I installed two outdoor GFCI receptacles for a customer (1) for the pond pump and (2) for a smoker.

They have separate neutrals and neither of them are over capacity for the circuit. I tested voltage, and plugged in a cord light to see if it would hold. The GFCI holds the light load but when I plug in the pond pump it trips the gfci. Also when I plug in the smoker it trips the gfci.

Smoker is new and does not trip a breaker when plugged into regular receptacle. The same is true for the pond.

Is there something about the fact that both are motor loads that tripps the gfci protection?


----------



## MDShunk (Jan 7, 2007)

What were your megger readings, at the cord cap, hot to ground and neutral to ground? So far, it's safe to say that both items have a ground fault greater than 6ma. Has nothing to do with the fact that they're motor loads.


----------



## Semi-Ret Electrician (Nov 10, 2011)

In addition to Marc's comment. 

I assume you wired it per Code i.e. UF wire, Wp boxes, in-use covers, WR GFCI's. 

Also, any leakage on the load side of the GFCI's is considered "resistors" in parallel to ground. Even a brand new store bought extension cord)s) will trip a GFCI if it/they are long enough.


----------



## wildleg (Apr 12, 2009)

somethin ain't right. bad gfis or bad wiring.


----------



## newspark80 (Feb 20, 2011)

wildleg said:


> somethin ain't right. bad gfis or bad wiring.


Installed (4) total GFCI's and the only issue is with the ones that gave motors running off of them.


----------



## Shockdoc (Mar 4, 2010)

Try another GFCI receptacle, could be defective . I've had junk trip at just plugging a two prong load into it. Try a different brand while your'e at it.


----------



## Big John (May 23, 2010)

I've seen a brand-new high-end desk fan right out of the box trip GFCIs.

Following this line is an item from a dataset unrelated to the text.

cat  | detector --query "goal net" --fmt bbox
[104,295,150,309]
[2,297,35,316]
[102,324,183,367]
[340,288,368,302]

The fan had more than 5mA leakage current, which is what I'm betting is wrong with your pond equipment.

Motors used to give GFCIs fits, but that problem has been fixed for decades and persists as an electricians urban legend. If the GFCIs aren't defective, there's something wrong with the cord-connected load.

-John


----------



## Magnettica (Jan 23, 2007)

I'd say you have some current leakage because only that will trip a GFCI.


----------



## user4818 (Jan 15, 2009)

Pond pumps are notorious for this. I'd say the GFCI is doing its job. :thumbsup:


----------



## dmxtothemax (Jun 15, 2010)

It is not uncommon for some motors to have some leakage to ground.
It is usually only small.
but with the use of gfci's becoming higher now it is a problem. 
the only thing you can do is replace the motor/s
with ones that dont leak.
Or get rid of the gfci, but that might not be allowable.


----------



## newspark80 (Feb 20, 2011)

Update

Smoker had issues with the "hot rod". Which needed replaced

Pond pump was the issue.

Thanks everyone for your help!


----------



## Magnettica (Jan 23, 2007)

newspark80 said:


> Update
> 
> Smoker had issues with the "hot rod". Which needed replaced
> 
> ...


So the real issue is... did you get paid?


----------



## newspark80 (Feb 20, 2011)

Magnettica said:


> So the real issue is... did you get paid?


When I asked for you know a little something for the effort he said Oh, uh, there won't be any money, but when you die, on your deathbed, you﻿ will receive total consciousness." So I got that goin' for me, which is nice.


----------